In this article, I’ll discuss why this Canadian Stalwart is a must-buy in the present situation.
Royal Bank’s size and diversification matters
As one of the largest banks in Canada, Royal Bank offers a very diversified portfolio of financial services. These range from personal and commercial banking, insurance, corporate banking, wealth management and capital market services. The bank predominantly operates in Canada and has additional operations in the U.S. and other countries.
As one of the top 10 largest banks in the world, Royal Bank certainly falls under the umbrella of “too big to fail,” even in international terms. The company’s deep integration into the global financial system means that if Royal Bank were to go down, it could drag a good portion of the global economy with it. In this sense, the bank’s massive size provides investors with a relative moat and a central bank put, if you will.
The company’s diversified revenue streams are also noteworthy, as they protect investors from shocks in one portion of the market.
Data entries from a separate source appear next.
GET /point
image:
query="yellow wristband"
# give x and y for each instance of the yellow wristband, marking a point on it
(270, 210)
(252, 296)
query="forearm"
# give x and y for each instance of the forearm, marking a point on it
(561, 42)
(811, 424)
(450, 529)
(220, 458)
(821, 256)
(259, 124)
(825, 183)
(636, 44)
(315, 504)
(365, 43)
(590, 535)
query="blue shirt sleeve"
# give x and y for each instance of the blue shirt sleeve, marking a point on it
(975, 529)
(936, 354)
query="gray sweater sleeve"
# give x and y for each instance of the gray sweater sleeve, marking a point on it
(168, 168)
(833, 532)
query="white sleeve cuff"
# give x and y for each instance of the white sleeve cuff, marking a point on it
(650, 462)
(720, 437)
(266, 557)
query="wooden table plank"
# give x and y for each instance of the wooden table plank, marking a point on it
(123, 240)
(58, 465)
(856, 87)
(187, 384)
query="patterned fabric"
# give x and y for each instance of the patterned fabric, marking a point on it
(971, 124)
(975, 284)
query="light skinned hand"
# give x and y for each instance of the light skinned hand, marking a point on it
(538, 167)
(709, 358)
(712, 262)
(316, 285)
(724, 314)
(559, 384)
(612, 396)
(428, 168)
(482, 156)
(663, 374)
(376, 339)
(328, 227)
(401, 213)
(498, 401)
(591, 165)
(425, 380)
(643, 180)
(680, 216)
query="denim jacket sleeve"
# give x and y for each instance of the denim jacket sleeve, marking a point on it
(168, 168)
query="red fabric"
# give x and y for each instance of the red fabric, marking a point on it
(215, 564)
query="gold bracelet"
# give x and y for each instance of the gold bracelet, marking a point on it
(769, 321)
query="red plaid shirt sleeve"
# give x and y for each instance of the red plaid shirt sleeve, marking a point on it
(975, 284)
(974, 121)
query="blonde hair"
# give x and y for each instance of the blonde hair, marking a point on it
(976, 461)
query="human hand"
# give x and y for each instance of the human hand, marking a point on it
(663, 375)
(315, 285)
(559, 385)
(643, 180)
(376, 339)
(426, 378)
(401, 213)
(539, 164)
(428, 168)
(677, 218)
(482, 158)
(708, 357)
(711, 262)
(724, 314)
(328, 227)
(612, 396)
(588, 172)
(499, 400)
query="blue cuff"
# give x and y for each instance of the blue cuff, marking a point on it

If we do see a residential or commercial real estate crash, Royal Bank’s wealth management and capital markets divisions can offset some of these losses.
With one of the better valuation multiples in the sector, I think Royal Bank’s relative quality premium should be worth considering for the average investor.
Where will Royal Bank go from here?
Over the past five years, Royal Bank stock has seen its revenue surge around 32% to $56.1 billion. At a valuation of just more than $180 billion, this is a company that’s trading at a reasonable multiple, particularly given the incredible profitability profile this lender has been able to maintain.
The company’s more recent quarterly growth numbers have been impressive, with analysts expecting nearly $12 in earnings for this fiscal year. If that’s the case, Royal Bank’s forward multiple would drop to around 11 times, which is even more attractive for value-conscious investors.
Royal Bank’s recent acquisition of the Canadian unit of HSBC is something investors will want to keep an eye on. In my view, this deal indicates Royal Bank doesn’t want to see its growth rate slow and is still willing to go after market share. As a result of this deal, Royal Bank will assume the more than 700,000 HSBC clients from all over the country to their portfolio. The merger is one of the largest in the banking history of Canada, which is expected to increase the Royal Bank’s share price and enable the bank to pay higher returns to their investors.
Bottom line
Royal Bank of Canada continues to earn strong profits and offer higher returns to its investors. In 2023, the bank increased its dividend twice, providing investors with an even more juicy yield of 4.2%.
For those thinking truly long term, there are few better options in the market than this stalwart.